Why Bother Breaking a Family Tradition?
Traditions
Every family has its traditions, customs, routines and practices that are unique to them. Some of those customs, healthy or not, are carried on from generation to generation along family lines.
For instance, I remember the days leading up to the first Christmas that my husband and I would spend together as a married couple. I wanted to know about some of his family’s holiday traditions so that we could commingle customs and create new ones for ourselves as a family.
Consequently, over dinner one night, I asked, “What were some of the things your family did to celebrate Christmas?”
He told me that there was always a real Christmas tree as opposed to an artificial one. There was a Christmas dinner that included oyster stew and gift exchange was done on Christmas morning.
Then I told him how my family observed Christmas. It began with Midnight Mass on Christmas Eve and then opening one gift after Mass. We’d always had a real live tree up until the time of my Dad’s death. After that, Mom bought an artificial one. Christmas dinner, a formal affair, included prime rib as the centerpiece.
Discussing which customs we wanted to continue, my husband and I decided to forgo Christmas dinner as a formal affair. He hated oyster stew and we could never afford prime rib. Midnight Mass was also out of the question and so were any artificial trees.
As a result, our Christmas traditions include a real tree, Christmas morning breakfast with family and if we are inspired to give gifts, they are given out on Christmas day. In essence, we keep Christmas simple, peaceful and delightful for ourselves and for those around us.
Breaking the Silence
There are other family practices that, unless they are brought to the light, may stick with us for years wreaking havoc instead of peace and goodwill toward man. One such observance was my mother’s practice of silence, repression, secrecy, and concealment.

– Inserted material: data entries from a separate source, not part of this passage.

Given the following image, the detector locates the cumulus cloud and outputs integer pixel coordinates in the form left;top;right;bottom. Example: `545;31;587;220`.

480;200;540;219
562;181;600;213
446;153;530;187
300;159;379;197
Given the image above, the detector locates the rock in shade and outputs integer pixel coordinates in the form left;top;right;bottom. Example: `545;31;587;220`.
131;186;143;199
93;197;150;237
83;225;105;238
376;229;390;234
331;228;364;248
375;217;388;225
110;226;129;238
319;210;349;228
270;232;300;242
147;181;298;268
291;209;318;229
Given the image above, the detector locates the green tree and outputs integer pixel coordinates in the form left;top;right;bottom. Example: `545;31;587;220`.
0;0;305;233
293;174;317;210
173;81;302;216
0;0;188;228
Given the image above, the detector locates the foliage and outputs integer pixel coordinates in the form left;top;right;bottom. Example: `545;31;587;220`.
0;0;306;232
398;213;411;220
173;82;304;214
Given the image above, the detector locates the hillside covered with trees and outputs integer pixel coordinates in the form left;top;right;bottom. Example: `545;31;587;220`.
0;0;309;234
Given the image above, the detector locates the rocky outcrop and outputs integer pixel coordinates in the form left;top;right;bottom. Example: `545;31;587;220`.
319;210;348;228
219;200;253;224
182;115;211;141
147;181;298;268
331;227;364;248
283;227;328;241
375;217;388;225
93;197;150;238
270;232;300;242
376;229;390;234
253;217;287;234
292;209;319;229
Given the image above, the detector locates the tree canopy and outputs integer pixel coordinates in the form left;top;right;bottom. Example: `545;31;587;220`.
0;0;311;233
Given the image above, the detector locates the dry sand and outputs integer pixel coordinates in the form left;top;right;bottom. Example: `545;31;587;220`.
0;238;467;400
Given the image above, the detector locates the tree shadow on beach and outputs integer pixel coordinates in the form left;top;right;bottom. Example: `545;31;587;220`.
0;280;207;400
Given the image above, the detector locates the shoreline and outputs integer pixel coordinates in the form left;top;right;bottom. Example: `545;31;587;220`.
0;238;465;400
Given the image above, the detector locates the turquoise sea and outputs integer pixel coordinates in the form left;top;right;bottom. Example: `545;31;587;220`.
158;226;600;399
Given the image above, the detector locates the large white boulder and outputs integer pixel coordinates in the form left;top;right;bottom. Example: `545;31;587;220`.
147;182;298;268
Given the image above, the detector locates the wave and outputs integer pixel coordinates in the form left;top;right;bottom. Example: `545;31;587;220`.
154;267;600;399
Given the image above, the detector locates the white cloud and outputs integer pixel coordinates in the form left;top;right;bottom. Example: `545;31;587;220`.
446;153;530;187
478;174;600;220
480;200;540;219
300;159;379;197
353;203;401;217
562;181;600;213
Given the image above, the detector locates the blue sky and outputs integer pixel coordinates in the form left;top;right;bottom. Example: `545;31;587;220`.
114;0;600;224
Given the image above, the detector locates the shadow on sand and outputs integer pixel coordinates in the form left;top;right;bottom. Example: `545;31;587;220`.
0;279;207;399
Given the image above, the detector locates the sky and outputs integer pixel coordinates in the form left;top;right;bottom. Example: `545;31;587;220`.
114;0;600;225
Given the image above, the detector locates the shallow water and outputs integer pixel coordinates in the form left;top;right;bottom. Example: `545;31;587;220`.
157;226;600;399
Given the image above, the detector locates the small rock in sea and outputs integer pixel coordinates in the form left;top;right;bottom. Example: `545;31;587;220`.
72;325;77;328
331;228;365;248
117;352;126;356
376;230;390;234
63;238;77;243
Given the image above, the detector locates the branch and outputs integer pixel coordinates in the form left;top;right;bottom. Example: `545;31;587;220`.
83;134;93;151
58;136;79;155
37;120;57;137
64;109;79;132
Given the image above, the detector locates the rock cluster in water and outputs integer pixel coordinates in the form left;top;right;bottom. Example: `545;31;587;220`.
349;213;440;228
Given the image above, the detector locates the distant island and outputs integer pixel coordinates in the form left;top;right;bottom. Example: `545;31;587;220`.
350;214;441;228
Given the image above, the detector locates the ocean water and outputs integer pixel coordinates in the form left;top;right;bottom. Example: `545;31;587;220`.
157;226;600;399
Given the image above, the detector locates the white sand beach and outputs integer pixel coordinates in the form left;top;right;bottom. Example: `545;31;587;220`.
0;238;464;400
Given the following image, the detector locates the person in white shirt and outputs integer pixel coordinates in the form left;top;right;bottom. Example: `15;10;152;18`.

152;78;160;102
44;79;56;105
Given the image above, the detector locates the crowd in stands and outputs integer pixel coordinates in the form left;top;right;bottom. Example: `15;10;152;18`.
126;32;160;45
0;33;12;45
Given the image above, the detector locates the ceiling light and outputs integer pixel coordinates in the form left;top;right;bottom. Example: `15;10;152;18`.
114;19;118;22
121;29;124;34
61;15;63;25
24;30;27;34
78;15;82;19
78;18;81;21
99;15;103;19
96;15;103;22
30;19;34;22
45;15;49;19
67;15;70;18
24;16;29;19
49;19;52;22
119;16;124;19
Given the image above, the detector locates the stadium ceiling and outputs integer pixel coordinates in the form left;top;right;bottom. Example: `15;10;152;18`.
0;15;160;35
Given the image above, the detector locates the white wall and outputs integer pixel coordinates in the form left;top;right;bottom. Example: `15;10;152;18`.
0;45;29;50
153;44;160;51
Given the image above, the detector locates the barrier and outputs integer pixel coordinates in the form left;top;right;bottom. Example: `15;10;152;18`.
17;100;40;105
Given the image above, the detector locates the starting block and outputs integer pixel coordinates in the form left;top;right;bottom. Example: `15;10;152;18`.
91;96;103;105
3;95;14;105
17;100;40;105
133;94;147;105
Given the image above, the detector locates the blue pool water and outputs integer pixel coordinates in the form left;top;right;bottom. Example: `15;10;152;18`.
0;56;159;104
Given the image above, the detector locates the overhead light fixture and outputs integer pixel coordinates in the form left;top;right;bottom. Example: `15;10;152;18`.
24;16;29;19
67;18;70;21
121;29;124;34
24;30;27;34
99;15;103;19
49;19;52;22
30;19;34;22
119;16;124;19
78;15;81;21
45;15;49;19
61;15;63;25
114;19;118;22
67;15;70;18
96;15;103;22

Though it may have been a historical convention of the 1970 era, an acceptable routine of the Catholic Church, or simply my mother’s choice to remain voiceless; my Dad’s suicide and Mom’s muteness coincided.
As a result of Mom’s incommunicativeness, my ability to grieve was delayed by years. Not until a decade after Dad’s death did I broach the subject with someone who also happened to be a counselor.
They listened, asked some questions and slowly guided me to a better understanding of myself and my parents. What finally freed me to begin working through my detained grief was the simple yet profound invitation to speak candidly about what fueled my grief in the first place.
After that, it made sense how silence, inexpression, secrecy, evasion, repression, denial and concealment had wreaked havoc in my relationship with others including my husband and my siblings.
Since then, and as much as possible, with those closest to me, I practice genuineness, honesty, intentional listening and empathy.
Why Bother?
Why bother breaking family traditions? There are some family customs that are worth maintaining and others that need to go. Thankfully we all have the power to consider what is worth keeping and what is not. Knowing the difference makes a difference.